La Llamada: ¿dónde y para qué? (Mc 1,14-20)
La llamada de Dios es un tema que recorre todas las Escrituras. Profetas como Jonás que escuchan y actúan, san Pablo que quiere que la gente de Corinto atienda esa llamada, los discípulos que luchan por responder a ella, incluso el mismo Jesús. Para desentrañar su significado más completo, podemos plantear las preguntas: ¿dónde y para qué? ¿Dónde se produce la llamada de Dios y a qué nos convoca?
Uno de los lugares favoritos para escuchar la llamada es un lugar solitario, por ejemplo el desierto, tanto para Juan el Bautista como para Jesús. Se adentran en el desierto, un lugar desnudo y sin distracciones, con su propia belleza natural, y allí, en el vacío, escuchan el susurro del Espíritu.

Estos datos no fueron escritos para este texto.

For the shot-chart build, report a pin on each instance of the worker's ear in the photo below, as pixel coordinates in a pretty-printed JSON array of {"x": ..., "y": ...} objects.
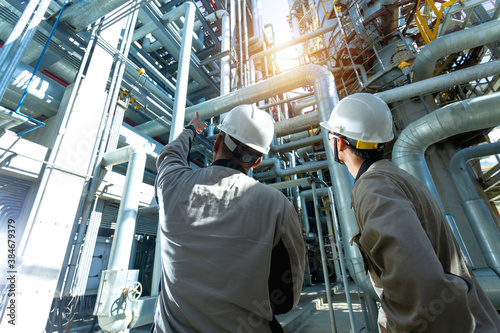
[
  {"x": 217, "y": 143},
  {"x": 257, "y": 163},
  {"x": 341, "y": 144}
]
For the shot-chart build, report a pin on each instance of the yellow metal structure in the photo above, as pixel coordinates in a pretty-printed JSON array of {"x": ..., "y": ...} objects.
[
  {"x": 424, "y": 24},
  {"x": 329, "y": 4}
]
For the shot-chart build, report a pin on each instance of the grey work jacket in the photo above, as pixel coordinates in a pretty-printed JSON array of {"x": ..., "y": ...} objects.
[
  {"x": 411, "y": 253},
  {"x": 231, "y": 248}
]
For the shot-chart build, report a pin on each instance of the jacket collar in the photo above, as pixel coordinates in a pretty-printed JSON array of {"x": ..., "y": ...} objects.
[
  {"x": 365, "y": 166},
  {"x": 230, "y": 164}
]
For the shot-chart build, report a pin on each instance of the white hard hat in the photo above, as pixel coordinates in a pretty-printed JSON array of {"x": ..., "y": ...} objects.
[
  {"x": 249, "y": 125},
  {"x": 362, "y": 117}
]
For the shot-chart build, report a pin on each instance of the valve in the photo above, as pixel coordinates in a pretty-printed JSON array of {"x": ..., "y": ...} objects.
[
  {"x": 404, "y": 67},
  {"x": 133, "y": 293}
]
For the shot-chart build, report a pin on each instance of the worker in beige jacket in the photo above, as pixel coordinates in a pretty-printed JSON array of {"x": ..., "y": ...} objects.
[
  {"x": 232, "y": 249},
  {"x": 415, "y": 264}
]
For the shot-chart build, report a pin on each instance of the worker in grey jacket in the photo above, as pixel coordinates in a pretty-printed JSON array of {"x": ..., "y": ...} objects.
[
  {"x": 413, "y": 259},
  {"x": 232, "y": 249}
]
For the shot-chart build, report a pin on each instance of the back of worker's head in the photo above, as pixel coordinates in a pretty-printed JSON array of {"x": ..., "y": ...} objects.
[
  {"x": 248, "y": 132},
  {"x": 364, "y": 121}
]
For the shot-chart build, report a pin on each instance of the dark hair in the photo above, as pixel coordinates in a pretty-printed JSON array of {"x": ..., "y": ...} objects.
[
  {"x": 367, "y": 154},
  {"x": 226, "y": 153}
]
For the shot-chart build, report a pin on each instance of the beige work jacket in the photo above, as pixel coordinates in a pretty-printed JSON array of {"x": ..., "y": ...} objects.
[
  {"x": 411, "y": 253},
  {"x": 231, "y": 248}
]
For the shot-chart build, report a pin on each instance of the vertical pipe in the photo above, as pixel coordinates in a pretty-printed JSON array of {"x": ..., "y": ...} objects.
[
  {"x": 233, "y": 35},
  {"x": 11, "y": 67},
  {"x": 183, "y": 73},
  {"x": 323, "y": 259},
  {"x": 341, "y": 258},
  {"x": 18, "y": 29},
  {"x": 110, "y": 106},
  {"x": 121, "y": 248},
  {"x": 225, "y": 46},
  {"x": 245, "y": 41},
  {"x": 240, "y": 42}
]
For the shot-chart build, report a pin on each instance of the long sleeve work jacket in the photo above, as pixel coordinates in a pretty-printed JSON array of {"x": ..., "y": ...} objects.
[
  {"x": 232, "y": 249},
  {"x": 410, "y": 252}
]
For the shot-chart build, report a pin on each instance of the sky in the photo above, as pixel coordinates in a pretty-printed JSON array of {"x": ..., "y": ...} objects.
[{"x": 276, "y": 12}]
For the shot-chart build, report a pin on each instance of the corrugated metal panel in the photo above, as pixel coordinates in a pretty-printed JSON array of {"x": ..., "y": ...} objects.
[
  {"x": 13, "y": 192},
  {"x": 146, "y": 224}
]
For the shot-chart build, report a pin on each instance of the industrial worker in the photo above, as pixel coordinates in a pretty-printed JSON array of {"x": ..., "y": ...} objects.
[
  {"x": 232, "y": 249},
  {"x": 415, "y": 264}
]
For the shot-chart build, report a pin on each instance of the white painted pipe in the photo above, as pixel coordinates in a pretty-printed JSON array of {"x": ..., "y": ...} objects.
[
  {"x": 183, "y": 73},
  {"x": 119, "y": 256}
]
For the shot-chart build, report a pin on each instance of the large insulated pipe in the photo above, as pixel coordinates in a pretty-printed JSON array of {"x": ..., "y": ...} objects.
[
  {"x": 183, "y": 73},
  {"x": 119, "y": 256},
  {"x": 464, "y": 116},
  {"x": 85, "y": 12},
  {"x": 477, "y": 212},
  {"x": 483, "y": 34}
]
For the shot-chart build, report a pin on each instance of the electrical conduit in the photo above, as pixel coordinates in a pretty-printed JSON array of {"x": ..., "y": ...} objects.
[{"x": 465, "y": 116}]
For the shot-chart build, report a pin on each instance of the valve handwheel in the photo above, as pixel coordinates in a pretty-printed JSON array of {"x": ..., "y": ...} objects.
[{"x": 134, "y": 293}]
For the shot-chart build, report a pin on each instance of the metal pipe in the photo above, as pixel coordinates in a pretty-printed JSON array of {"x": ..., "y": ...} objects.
[
  {"x": 225, "y": 79},
  {"x": 425, "y": 61},
  {"x": 240, "y": 42},
  {"x": 459, "y": 172},
  {"x": 308, "y": 74},
  {"x": 119, "y": 256},
  {"x": 303, "y": 197},
  {"x": 44, "y": 94},
  {"x": 464, "y": 116},
  {"x": 296, "y": 34},
  {"x": 6, "y": 74},
  {"x": 285, "y": 45},
  {"x": 480, "y": 219},
  {"x": 397, "y": 94},
  {"x": 17, "y": 31},
  {"x": 164, "y": 35},
  {"x": 88, "y": 208},
  {"x": 256, "y": 41},
  {"x": 296, "y": 144},
  {"x": 301, "y": 104},
  {"x": 183, "y": 73},
  {"x": 341, "y": 254},
  {"x": 324, "y": 260},
  {"x": 245, "y": 41},
  {"x": 83, "y": 13},
  {"x": 441, "y": 82},
  {"x": 278, "y": 171},
  {"x": 490, "y": 283}
]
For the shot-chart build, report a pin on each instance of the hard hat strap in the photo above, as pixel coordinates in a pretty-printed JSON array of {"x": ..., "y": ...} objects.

En nuestra época, podríamos pensar en un paseo solitario por una playa desierta en un día claro de primavera. El sol brilla en el agua, el aire del mar desprende una frescura salada, y las olas rompen en la orilla con un ritmo relajante. El paseante sintoniza espontáneamente con algo más profundo en su interior.

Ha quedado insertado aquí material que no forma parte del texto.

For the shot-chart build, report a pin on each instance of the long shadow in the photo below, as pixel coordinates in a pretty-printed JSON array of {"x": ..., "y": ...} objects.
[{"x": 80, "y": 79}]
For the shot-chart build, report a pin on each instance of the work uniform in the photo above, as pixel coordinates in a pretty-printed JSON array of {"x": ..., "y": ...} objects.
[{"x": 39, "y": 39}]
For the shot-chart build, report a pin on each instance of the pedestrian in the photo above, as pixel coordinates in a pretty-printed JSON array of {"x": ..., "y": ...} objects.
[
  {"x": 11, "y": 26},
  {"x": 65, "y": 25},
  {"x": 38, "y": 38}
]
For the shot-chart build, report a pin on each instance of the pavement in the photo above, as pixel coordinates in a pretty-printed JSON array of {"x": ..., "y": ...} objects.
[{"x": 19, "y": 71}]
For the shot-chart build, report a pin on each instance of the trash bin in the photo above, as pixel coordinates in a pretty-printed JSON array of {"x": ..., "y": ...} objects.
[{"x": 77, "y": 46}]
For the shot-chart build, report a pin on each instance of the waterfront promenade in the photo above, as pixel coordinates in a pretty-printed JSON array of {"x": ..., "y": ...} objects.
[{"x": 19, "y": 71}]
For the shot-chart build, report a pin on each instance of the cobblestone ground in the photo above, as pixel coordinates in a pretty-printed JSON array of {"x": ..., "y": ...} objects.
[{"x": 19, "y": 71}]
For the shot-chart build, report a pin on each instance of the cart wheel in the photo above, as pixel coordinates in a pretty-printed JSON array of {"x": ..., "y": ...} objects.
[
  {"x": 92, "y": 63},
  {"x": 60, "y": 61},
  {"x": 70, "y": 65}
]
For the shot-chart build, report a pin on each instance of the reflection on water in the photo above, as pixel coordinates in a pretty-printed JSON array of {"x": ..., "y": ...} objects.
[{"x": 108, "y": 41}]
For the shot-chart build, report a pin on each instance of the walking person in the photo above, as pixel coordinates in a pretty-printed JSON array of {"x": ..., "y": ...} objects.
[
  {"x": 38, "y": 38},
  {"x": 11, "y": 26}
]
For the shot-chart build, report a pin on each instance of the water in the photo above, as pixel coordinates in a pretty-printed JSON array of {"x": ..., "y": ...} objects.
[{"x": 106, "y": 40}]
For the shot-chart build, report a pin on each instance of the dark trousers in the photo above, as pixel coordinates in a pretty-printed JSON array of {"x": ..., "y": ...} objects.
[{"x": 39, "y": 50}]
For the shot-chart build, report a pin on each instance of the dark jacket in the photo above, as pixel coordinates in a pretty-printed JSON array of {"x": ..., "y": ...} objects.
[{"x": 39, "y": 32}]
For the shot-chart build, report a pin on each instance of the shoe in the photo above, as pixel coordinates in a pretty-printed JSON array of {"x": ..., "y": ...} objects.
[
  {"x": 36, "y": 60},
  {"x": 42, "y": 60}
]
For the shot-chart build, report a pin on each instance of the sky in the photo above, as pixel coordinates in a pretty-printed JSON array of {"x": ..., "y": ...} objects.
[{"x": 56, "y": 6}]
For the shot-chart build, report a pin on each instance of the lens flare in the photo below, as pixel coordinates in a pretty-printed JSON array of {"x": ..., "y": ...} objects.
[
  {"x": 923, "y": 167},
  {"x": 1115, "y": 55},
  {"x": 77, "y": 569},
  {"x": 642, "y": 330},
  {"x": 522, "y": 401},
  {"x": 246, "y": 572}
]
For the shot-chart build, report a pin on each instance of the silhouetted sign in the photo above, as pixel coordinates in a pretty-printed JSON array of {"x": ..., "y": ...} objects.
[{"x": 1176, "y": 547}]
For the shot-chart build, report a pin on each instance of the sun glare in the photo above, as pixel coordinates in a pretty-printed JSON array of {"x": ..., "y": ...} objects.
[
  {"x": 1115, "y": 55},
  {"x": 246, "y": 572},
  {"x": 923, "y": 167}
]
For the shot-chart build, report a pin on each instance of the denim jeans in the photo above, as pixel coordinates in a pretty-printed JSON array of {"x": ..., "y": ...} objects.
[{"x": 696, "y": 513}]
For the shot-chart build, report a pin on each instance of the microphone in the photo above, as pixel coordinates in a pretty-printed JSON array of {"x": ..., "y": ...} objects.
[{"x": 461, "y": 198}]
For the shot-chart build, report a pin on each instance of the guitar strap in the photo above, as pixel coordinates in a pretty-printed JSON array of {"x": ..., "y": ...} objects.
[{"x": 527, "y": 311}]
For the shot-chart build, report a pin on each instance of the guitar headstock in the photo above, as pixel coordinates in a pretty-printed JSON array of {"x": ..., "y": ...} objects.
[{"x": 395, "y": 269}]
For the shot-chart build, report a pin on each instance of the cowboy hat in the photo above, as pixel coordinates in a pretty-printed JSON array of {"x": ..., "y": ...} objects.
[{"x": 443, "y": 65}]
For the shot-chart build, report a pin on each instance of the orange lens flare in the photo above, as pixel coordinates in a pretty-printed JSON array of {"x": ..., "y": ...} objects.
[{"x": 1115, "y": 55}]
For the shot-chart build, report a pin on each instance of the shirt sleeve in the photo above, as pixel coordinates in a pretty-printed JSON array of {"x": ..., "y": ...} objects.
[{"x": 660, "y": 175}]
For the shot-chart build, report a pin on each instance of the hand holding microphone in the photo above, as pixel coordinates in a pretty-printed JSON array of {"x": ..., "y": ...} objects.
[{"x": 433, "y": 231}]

Otro lugar podría ser un retiro, unos días reservados sólo para estar en silencio, reflexionar y escuchar. O puede ser una parada en una iglesia tranquila un domingo por la tarde, simplemente sentado ante el tabernáculo.
Sin embargo, para la mayoría de nosotros ese tipo de interludios son escasos. Aquí podríamos aprender una lección de aquellos cuatro pescadores, Simón, Andrés, Santiago y Juan, que sudaban en su trabajo bajo el sol del mediodía de Galilea. Precisamente allí, en medio de ese ruidoso día, se levantan al oír una voz que no sólo les habla, sino que lo hace en la jerga de su oficio: «Venid en pos de mí y os haré pescadores de hombres»… y de mujeres (Mc 1,17).

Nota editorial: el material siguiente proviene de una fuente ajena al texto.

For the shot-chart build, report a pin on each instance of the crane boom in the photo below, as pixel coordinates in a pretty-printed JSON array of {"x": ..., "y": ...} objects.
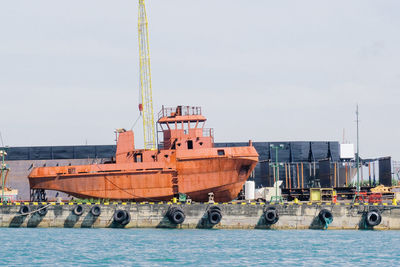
[{"x": 146, "y": 100}]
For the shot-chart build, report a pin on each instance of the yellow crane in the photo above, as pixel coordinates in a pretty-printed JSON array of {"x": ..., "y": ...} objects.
[{"x": 146, "y": 99}]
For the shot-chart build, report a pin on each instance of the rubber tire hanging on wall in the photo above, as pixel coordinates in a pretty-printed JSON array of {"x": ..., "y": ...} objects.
[
  {"x": 325, "y": 216},
  {"x": 78, "y": 210},
  {"x": 373, "y": 217},
  {"x": 42, "y": 211},
  {"x": 176, "y": 215},
  {"x": 271, "y": 215},
  {"x": 24, "y": 209},
  {"x": 95, "y": 210},
  {"x": 122, "y": 217},
  {"x": 214, "y": 215}
]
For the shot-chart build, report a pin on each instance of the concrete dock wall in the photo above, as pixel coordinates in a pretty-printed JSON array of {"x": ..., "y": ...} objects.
[{"x": 234, "y": 216}]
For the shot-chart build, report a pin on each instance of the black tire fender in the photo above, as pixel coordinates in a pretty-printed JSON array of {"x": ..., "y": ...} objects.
[
  {"x": 214, "y": 215},
  {"x": 271, "y": 215},
  {"x": 373, "y": 217},
  {"x": 95, "y": 210},
  {"x": 122, "y": 217},
  {"x": 176, "y": 215},
  {"x": 78, "y": 210},
  {"x": 325, "y": 216}
]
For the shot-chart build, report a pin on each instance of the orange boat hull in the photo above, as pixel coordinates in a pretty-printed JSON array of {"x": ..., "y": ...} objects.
[{"x": 196, "y": 174}]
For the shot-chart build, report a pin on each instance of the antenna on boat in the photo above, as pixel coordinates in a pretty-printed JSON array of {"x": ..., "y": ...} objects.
[{"x": 146, "y": 101}]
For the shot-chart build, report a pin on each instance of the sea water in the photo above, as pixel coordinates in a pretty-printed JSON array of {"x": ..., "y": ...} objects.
[{"x": 160, "y": 247}]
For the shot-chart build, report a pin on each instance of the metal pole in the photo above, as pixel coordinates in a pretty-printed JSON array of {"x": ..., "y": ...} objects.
[
  {"x": 2, "y": 152},
  {"x": 358, "y": 160}
]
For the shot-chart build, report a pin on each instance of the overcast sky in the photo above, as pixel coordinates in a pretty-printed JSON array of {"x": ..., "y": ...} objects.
[{"x": 261, "y": 70}]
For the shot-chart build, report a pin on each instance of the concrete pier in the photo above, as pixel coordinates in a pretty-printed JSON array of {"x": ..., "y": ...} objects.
[{"x": 196, "y": 215}]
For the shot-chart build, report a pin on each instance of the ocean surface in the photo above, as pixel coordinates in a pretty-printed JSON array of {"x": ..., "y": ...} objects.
[{"x": 161, "y": 247}]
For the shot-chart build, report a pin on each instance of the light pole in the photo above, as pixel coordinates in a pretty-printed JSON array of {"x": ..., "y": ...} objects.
[{"x": 276, "y": 165}]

En esos lugares ordinarios de trabajo es donde llega el mensaje: una llamada a hacer algo, una convocatoria a salir a ese otro camino que recorre Jesús. Hace poco vi a una mujer que pasaba junto a un indigente sentado en la calle, y luego se volvía vacilante para ofrecerle dinero para comer. Ella escuchó.
Escuchamos esta llamada tanto en la tranquilidad como en el bullicio de lo cotidiano. En la medida en que nos dejemos sintonizar con la voz del Espíritu en nuestro interior (¡e incluso cuando no lo hagamos!), podremos descifrar esa llamada enviada por Dios.
La segunda pregunt, —a qué nos llama Dios— encuentra una respuesta muy precisa en el comportamiento de esos cuatro pescadores. Al oír la llamada, dejan su modo de vida acostumbrado para seguir a Jesús. Se ponen bajo el resplandor de su luz y se adentran en el camino que él recorría.
Estas dos expresiones, luz y salida, recuerdan sentimientos similares a los que la joven poeta negra, Amanda Gorman, ofreció durante la reciente toma de posesión presidencial. Podría ser que quizás ella haya escuchado algo de la llamada del Señor cuando proclamó:
«Al llegar el día salimos de la sombra encendidos y sin miedo.
El nuevo amanecer florece cuando lo hacemos libre.
Porque siempre hay luz,
si somos lo suficientemente valientes para verla,
si somos lo suficientemente valientes como para serla».
Siglos antes, nuestro Vicente de Paúl, durante una jornada de oración con sus sacerdotes y hermanos, subrayó la valentía que se requiere para escuchar y luego seguir la llamada divina: «Ánimo, vayamos donde Dios nos llama; Él mirará por nosotros y nada tendremos que temer» (SVP ES XI-3, 191, Repetición de oración, 22 de agosto de 1655)
Ese podio de inauguración y las palabras pronunciadas en él bien podrían haber sido un lugar más en el que pudiéramos escuchar la llamada de Dios. ¿Podrían ser algunas de las diferentes llamadas que han sonado especialmente en esta última semana, en palabras como las de esa poeta, otras respuestas a nuestras preguntas: desde dónde nos llama Dios, y a qué nos llama?
«Caminando por la orilla, Jesús les dijo: ‘Venid en pos de mí, y os haré pescadores de hombres y mujeres’. Entonces abandonaron las redes, dejaron a su padre Zebedeo en la barca junto con los jornaleros, y le siguieron» (Mc 1,20).